Comme je ne fais guère que cela, rendre compte d'événements négligés et minuscules, je me suis plongé dans cet opus rassemblant "100 contes vrais et autres histoires de la vie ordinaire". Trois livres donc de la médiathèque entre lesquels j'ai navigué, bourlingué, caboté, et si j'ai achevé (paradoxalement) Le voyageur inachevé, il me reste bien des pages dans les deux autres ouvrages. C'est aussi que je me suis arrêté dans Les épopées sur cette histoire qui venait juste après celle des pâtes les plus rares du monde, les Su filindeu de Sardaigne, l'histoire du lieutenant-colonel Mervyn Gonin, le médecin qui dirigeait l'unité d'ambulance britannique qui est entrée la première dans le camp de Bergen-Belsen le 15 avril 1945. Gonin est horrifié par ce qu'il découvre, sur les 60 000 détenu(e)s encore vivant(e)s, 14 000 mourront encore de faim, de dysenterie, de typhus. Et c'est alors que, fin avril, arrive dans cet enfer un chargement de rouge à lèvres. Il raconte cela dans son journal : 

"Ce fut peu après l'arrivée de la Croix Rouge Britannique, bien que cela n'ait peut-être pas de lien, qu'une très grande quantité de rouges à lèvres arriva. Cela n'était absolument pas ce que nous avions demandé, nous hurlions pour obtenir des centaines de milliers d'autres choses et je ne sais pas qui a demandé du rouge à lèvres. Je souhaite tellement que je puisse découvrir qui a fait cela, ce fut l'action d'un génie, si finement brillant. Je crois que rien n'a fait plus pour ces internés que du rouge à lèvres. Des femmes couchées dans leurs lits sans draps, sans chemise de nuit mais avec des lèvres rouge écarlate, vous les voyiez errer sans rien excepté une couverture sur les genoux, mais avec des lèvres rouge écarlate.
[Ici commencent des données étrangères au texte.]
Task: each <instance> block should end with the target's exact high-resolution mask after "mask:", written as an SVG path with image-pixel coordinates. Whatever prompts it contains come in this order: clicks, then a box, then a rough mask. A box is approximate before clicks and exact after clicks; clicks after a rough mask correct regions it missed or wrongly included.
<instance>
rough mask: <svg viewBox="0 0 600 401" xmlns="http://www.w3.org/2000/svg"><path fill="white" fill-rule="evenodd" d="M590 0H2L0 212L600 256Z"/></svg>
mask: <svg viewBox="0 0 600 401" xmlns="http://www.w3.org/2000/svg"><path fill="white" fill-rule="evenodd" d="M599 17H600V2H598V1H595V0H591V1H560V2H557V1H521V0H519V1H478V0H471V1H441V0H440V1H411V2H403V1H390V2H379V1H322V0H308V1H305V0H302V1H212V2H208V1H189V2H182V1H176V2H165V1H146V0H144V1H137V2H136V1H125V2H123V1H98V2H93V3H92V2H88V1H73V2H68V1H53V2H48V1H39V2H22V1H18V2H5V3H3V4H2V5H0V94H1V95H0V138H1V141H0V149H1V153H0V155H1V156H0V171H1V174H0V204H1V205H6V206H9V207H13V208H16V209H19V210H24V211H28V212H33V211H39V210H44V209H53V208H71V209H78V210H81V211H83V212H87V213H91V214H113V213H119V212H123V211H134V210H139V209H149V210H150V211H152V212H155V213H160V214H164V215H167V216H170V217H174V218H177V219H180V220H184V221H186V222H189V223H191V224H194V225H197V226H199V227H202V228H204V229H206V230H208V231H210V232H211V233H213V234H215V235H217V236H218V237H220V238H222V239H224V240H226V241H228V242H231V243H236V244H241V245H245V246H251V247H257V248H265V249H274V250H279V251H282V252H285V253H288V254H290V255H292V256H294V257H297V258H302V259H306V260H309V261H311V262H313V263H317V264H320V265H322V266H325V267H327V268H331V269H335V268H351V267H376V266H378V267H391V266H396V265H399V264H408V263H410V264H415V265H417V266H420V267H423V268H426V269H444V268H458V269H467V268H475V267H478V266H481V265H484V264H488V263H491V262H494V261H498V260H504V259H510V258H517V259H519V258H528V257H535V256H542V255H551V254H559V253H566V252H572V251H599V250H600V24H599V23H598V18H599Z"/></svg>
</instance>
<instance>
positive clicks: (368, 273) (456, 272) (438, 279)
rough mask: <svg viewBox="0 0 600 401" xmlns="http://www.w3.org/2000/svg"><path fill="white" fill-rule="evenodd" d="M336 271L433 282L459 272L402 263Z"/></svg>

J'ai vu une femme morte sur une table, sa main agrippant encore un bout de rouge à lèvres. Au moins quelqu'un a fait quelque-chose pour les rendre individus à nouveau, ils étaient quelqu'un, et plus le simple nombre tatoué sur leur bras. Au moins ils pouvaient trouver un intérêt a leur apparence. Ce rouge à lèvres a commencé à leur rendre leur humanité."

Oeuvre de Banksy

Edifiante histoire. Mais au-delà de sa portée tragique, il me revenait que Bergen-Belsen était aussi mentionné dans ce même chapitre III des Anneaux de Saturne, où Sebald cheminait sur la côte est du Suffolk. Et c'était juste avant l'épisode de la barque, au moment où il atteint le lac d'eau saumâtre de Benacre Broad. Le monde semble s'être figé, "la voûte céleste était vide et bleue, pas un souffle ne traversait l'air, les arbres se dressaient comme peints et pas un seul oiseau ne volait par-dessus le velours brun de l'eau. C'était comme si le monde avait été placé sous cloche jusqu'au moment où d'énormes nuages ballonnés se levèrent à l'ouest et déployèrent lentement une ombre grise sur la terre."Le narrateur risque alors une hypothèse, en suggérant que c'est peut-être cet assombrissement qui lui rappela avoir découpé quelques mois auparavant un article paru dans le Eastern Daily Press à propos du décès de George Wyndham Le Strange qui vivait dans la grande maison de maître située de l'autre côté de la lagune de Benacre Broad.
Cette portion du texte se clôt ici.